Changing Minds, however, has a number of serious drawbacks, some of which have been pointed out by its rare critics. 3 With world public opinion still hostile toward the United States, it may be worthwhile to look at Changing Minds again, with a more critical eye, if only to explore other ways to reform the State Department’s public diplomacy, which currently only has an Acting Assistant Secretary to direct it. 4

The Department: Not at Fault?

The report’s first deficiency—its overly genteel attitude toward the organi-zation it was meant to examine critically, the State Department, responsible for implementing public diplomacy—is reflected early on. The report states in its Executive Summary that "the fault [‘public diplomacy has proven inadequate’] is not with the dedicated men and women at the State Department and elsewhere who practice public diplomacy on America’s behalf around the world, but with a system that has become outmoded, lacking both strategic direction and resources."

But the simple question inevitably comes to mind: Isn’t a system made up of people, and aren’t people responsible for what happens in, and to, the system? If public diplomacy isn’t working, surely one of the reasons is that some of "the men and women" at the Department aren’t doing their jobs and need to be told so. At the very least, they should be held to greater responsibility for what is going wrong with public diplomacy, especially at the higher levels of the State Department hierarchy. After all, State personnel, generally independent-minded and dedicated civil servants, are not just automatons subservient to the "system," but professionals responsible for how policies are made and implemented. They should be judged, in all respect to them, accordingly.

Don’t Know Much about History…

A second failure of the report is its near-total inability to place public diplomacy and its challenges in historical perspective. To be sure, the report does cite certain key dates here and there, such as the fact that the United States Information Agency (USIA), responsible for public diplomacy during the Cold War, was founded in 1953.

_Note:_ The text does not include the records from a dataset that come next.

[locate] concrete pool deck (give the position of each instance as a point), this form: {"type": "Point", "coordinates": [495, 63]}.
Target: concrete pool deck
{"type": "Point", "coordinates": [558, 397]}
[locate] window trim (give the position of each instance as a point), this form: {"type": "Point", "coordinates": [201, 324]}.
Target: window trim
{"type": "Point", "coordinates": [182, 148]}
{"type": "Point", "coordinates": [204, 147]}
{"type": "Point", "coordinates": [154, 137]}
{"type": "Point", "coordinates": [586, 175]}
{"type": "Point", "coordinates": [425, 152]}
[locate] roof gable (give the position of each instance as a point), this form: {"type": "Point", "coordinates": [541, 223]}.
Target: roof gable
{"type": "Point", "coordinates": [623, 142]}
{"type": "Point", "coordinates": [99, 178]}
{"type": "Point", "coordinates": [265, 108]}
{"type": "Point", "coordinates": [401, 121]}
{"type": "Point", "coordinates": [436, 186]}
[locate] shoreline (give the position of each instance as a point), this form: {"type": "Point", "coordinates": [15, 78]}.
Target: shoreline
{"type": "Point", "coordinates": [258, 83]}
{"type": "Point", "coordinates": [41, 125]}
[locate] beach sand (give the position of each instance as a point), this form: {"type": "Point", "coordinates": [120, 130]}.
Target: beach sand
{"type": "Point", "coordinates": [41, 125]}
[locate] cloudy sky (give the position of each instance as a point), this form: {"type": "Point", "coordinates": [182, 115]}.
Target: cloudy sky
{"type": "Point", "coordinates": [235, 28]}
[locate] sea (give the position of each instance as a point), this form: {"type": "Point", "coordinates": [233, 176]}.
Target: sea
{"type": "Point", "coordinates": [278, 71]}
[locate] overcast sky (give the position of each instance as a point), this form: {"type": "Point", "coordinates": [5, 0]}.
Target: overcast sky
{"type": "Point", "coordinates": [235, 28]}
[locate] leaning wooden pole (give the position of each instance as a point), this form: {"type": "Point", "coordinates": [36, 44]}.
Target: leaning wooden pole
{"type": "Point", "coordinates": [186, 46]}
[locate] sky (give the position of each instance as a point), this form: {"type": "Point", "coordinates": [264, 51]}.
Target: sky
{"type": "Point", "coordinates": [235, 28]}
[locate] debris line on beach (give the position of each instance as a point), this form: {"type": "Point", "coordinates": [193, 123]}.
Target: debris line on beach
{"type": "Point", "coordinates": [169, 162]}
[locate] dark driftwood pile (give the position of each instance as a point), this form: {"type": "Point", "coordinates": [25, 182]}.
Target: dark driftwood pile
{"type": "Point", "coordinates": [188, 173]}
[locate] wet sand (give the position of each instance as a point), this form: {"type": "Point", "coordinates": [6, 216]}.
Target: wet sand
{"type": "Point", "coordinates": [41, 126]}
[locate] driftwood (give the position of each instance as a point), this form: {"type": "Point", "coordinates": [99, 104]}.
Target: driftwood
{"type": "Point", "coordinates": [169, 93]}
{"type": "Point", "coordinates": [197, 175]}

But listing dates does not adequately provide the kind of historical insight that makes the comprehension of a complex activity that has evolved over time—public diplomacy—possible. The report should have mentioned, for example, that problems public diplomacy faces today existed from its very existence since World War I: the tendency, for example, of "traditional" diplomats to dismiss it as useless in supporting the main task of diplomacy, negotiations. The accurate measurement of public diplomacy’s effectiveness has been an issue since the beginning of the last century. For example, George Creel, the head of America’s first "public diplomacy" agency, the Committee on Public Information (1917-1919), wrote his How We Advertised America: The First Telling of the Amazing Story of the Committee on Public Information that Carried the Gospel of Americanism to Every Corner of the Globe (1920) in order to justify to a skeptical Congress and public what his organization had actually done to make the world safe for democracy.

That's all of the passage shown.